Customer noticed that the "alert state" of high which concerned them because they hadn't noticed it before. The replication jobs had a high number of failed objects,
Alert State: High
In the database is a table called Evt_NS_Hierarchy_Alert that keeps track of the alert status for each replication job. It tracks each replication job based upon SourceNS guid.
When the hierarchy topology view opens in the console, the spGetServerAlertStat runs for each node listed in the view.

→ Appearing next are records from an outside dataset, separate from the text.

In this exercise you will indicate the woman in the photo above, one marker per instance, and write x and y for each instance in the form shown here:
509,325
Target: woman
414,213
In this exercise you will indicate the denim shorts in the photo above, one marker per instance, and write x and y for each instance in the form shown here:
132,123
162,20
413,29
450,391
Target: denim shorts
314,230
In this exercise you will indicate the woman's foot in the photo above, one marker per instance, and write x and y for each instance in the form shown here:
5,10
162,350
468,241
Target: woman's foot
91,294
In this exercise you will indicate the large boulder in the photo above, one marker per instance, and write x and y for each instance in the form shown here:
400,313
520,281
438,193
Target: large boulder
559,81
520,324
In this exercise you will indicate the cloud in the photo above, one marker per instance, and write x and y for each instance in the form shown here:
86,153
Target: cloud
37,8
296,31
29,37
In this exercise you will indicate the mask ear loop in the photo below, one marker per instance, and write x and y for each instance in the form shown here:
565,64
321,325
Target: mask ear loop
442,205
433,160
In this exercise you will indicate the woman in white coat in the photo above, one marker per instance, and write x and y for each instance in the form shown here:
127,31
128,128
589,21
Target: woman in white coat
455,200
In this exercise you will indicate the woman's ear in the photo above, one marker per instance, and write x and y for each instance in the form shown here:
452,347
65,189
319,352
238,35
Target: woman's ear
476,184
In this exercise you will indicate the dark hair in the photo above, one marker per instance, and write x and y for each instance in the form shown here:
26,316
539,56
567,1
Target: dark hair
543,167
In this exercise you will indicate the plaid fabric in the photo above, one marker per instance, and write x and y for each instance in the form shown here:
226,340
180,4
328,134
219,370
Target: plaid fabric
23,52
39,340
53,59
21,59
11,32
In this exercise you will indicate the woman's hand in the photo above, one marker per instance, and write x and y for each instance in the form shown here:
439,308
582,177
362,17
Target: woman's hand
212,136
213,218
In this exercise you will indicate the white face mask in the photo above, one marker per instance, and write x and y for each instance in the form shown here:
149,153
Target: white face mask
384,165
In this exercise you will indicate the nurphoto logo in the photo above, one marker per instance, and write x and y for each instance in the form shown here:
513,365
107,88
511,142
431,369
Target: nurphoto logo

DECLARE @AlertState__auto AS int;
EXECUTE spGetServerAlertState @ServerGuid='ca3aa222-f786-48bf-b93e-fa1940165b47', @[email protected]__auto OUTPUT
SELECT MAX(AlertState) FROM Evt_NS_Hierarchy_Alert ha
INNER JOIN HierarchyNode hn ON ((ha.[DestinationNS] = hn.[ParentGuid] AND ha.[SourceNS] = hn.[ChildGuid]) OR
(ha.[DestinationNS] = hn.[ChildGuid] AND ha.[SourceNS] = hn.[ParentGuid]))
WHERE (ha.[SourceNS] = 'ca3aa222-f786-48bf-b93e-fa1940165b47') AND
(ha.[Latest] = 1) AND
(ha.[ValidUntilDate] >= GETUTCDATE())
spGetServerAlertState pulls the MAX Alert state from all replication jobs that ran within the last 24 hours.(ValidUntilDate is always exactly 24 hours from the time the alert was created in the Evt_NS_Hierarchy_Alert table)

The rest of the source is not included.